“Passing”

Sorayda Peguero Isaac
14 de marzo de 2016 - 02:00 a. m.

Si en un vaso se mezclan 250 ml de leche y una cucharadita y media de cacao en polvo, resulta una bebida de color intermedio, tostado, un marrón muy suave. De ese color es la piel de Larisa.

Larisa, que tiene la cabellera rizada, larga y abundante, labios gruesos y sonrisa espléndida, creció en San Gregorio de Nigua, en el sur de República Dominicana. Allí tuvo lugar el primer levantamiento de esclavos de América. Un día de 1521, cautivos africanos de la etnia wolof se rebelaron contra el látigo del amo. La trata de esclavos dejó huellas visibles en el municipio y en su gente. Quedan los restos de dos ingenios azucareros, una ermita, las fiestas de palos, los ritos religiosos.

Por el color de su piel —dos o tres tonos más clara que el de la mayoría— y por influencia de su madre, que insistía en la supremacía de su linaje mestizo, Larisa siempre se consideró y actuó como si fuera blanca. En Estados Unidos lo llamaban passing: renunciar a una identidad racial para pasar a otra. Fue una práctica común en los tiempos de la segregación. Ser afroamericano, tener la piel clara y ocultar los orígenes era un salvoconducto, una forma de eludir las prohibiciones de las leyes de Jim Crow, que por más de 80 años limitaron las libertades y los derechos civiles de los negros estadounidenses.

En Cataluña, mientras trabajaba como camarera en un restaurante italiano, Larisa conoció a Ousmane, un pizzero senegalés que la llamaba “hermana”. Tenían compañeros de nacionalidad argentina, rumana, española y venezolana. Pero Ousmane la llamaba “hermana” sólo a ella, como si ambos pertenecieran a una misma congregación religiosa, o como si los hubiera alumbrado la misma madre. Un día Larisa le preguntó por qué el resto de sus compañeros no recibía la misma distinción. “Porque tú y yo somos los únicos negros”, respondió él con una sonrisa.
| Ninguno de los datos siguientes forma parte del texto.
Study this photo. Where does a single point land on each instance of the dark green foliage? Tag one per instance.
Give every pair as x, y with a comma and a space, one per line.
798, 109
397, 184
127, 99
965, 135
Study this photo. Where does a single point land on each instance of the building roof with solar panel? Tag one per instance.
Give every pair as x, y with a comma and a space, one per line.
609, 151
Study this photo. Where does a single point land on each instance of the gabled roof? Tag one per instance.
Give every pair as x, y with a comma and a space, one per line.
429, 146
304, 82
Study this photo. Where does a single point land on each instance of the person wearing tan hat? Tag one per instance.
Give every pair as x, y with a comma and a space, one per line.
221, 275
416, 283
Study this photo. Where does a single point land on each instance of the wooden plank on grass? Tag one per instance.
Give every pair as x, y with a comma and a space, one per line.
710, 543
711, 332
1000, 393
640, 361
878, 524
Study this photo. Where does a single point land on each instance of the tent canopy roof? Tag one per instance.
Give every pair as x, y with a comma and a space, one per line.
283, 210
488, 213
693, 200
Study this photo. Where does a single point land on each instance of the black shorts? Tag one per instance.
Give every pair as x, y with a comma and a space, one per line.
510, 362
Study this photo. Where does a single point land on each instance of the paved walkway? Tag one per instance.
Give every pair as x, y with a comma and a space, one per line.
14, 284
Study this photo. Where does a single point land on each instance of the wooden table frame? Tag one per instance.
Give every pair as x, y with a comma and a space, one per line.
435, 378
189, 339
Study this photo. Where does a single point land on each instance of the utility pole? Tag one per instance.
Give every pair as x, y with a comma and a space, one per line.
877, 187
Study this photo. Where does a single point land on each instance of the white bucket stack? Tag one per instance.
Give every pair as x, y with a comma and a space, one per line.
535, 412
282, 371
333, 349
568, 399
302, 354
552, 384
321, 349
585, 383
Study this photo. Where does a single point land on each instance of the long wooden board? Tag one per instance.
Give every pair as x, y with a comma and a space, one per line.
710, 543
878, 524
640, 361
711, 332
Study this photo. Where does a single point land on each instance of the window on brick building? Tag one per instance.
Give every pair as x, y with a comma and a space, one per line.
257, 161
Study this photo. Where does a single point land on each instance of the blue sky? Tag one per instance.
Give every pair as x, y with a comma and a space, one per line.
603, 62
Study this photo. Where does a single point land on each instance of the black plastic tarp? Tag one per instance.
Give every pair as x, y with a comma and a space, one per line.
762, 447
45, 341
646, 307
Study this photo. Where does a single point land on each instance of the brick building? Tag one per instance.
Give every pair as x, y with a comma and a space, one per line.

La palabra negro fue el sonido de un gong que estremeció su consciencia. Ousmane no dijo “somos morenos” o “somos de color”. No trató de ser “educado”, atenuando el golpe con un eufemismo. En la memoria cultural de Larisa, negro era un vocablo discriminatorio: el color menos deseado de la paleta cromática de los prejuicios. Ella había sido “la blanquita” de su barrio, la única que reunía cualidades para ser reina de belleza, participar en un anuncio de televisión y acceder a mejores ventajas sociales. Todas las niñas querían ser como ella. Todos los muchachos la pretendían. “Ni se te ocurra casarte con un negro —le advertía su madre—, yo no quiero nietos prietos”.

Según un estudio de la Universidad de Ciudad del Cabo, en el sur de África una de cada tres mujeres recurre a tratamientos para blanquearse la piel. Es una práctica habitual en países del sur de Asia, África occidental y América. En un informe de la Organización Mundial de la Salud, Estados Unidos, República Dominicana y México son consumidores y productores de cosméticos blanqueadores que perjudican la salud.

Para Larisa, ser tratada como blanca era un privilegio. Un modo de acercarse a un modelo cultural, social y económico que muchos consideran superior. A miles de kilómetros de su país, un senegalés la retaba a mirarse en el espejo de un modo distinto. A explorar, como si fueran lunares nuevos, su gusto por la música de atabales y su apego por los rituales religiosos que practicaban sus abuelas. La desafiaba a reconocer en las líneas de sus manos, oscuras como surcos de tierra, una herencia que podía contradecir, pero que resultaba difícil de ocultar.